Other research suggests that while the ability to create episodic memory and to place new information within a context is rather poor at first, young children have a significant ability to create semantic memory: to remember things, but without a context.

Of particular interest is the seeming inability of children to distinguish between memory and perception when describing things. In one experiment (Flavell 1983), children were given the opportunity to react with an object, then the object was placed behind a pane of glass that distorted the shape and color of the item. When asked to describe to object, their responses showed a random assemblage of the remembered qualities of the object and its present appearance through the distorting pane. The author asserts that "many scholars" have observed that children seem to blend memory, perception, and imagination in describing reality.

Another experiment (Appel 1972) demonstrates that rehearsal has little benefit for children of certain ages.
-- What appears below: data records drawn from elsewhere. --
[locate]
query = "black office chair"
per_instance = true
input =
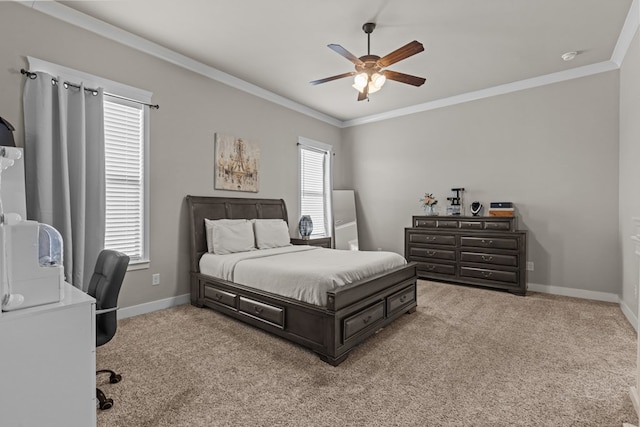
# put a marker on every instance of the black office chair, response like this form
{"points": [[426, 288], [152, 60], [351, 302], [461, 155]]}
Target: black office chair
{"points": [[104, 287]]}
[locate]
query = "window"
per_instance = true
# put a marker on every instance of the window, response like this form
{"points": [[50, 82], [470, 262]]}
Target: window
{"points": [[126, 160], [124, 178], [314, 165]]}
Tests were done on toddlers, first-graders, and fifth-graders that involved asking them to memorize pictures of fifteen objects and remember their names. The older children performed better, but almost none of the younger ones showed any benefit from rehearsal. While some of them seemed to know about memory strategies, most did not use them, and few of those who tried them showed any benefit.

Further experiments with mentally retarded children (Brown 1973) show the same effects regardless of the age of subjects - that is, they did not apply any metamemory techniques to remember, did not remember, and did not show the ability to transfer knowledge from one task or situation to another.

Additional studies (Kearins 1981 and Rogoff 1986) demonstrate that memory strategies are learned by experiments that contrasted the memory skills and related practices among children in western cultures (where formal education includes teaching metamemory techniques) against those raised in undeveloped and even primitive societies, naturally finding that those who had been taught how to remember things applied the techniques and, as a result, had more accurate memory skills.

Other experimentation suggests that cognitive monitoring, rather than memory in itself, may be the difference. That is, children trained to remember things have the ability to distinguish what is significant, particularly identifying things that are known from things that are not known, and give greater attention to the unknown data as a means of committing it to memory. In other words, it may not be that there are differences in the ability to make memories, merely in the difference in the ability to perceive things about which memories may be made.

It is reckoned that, in addition to practicing metamemory techniques, older children and adults also have the ability to remember more because they have developed contexts and schemas for information - as earlier mentioned, the more educated and experienced a person becomes, the greater their facility to absorb and retain information in increasingly complex schemas. In essence, a more sophisticated mind observers, recalls, and learns more.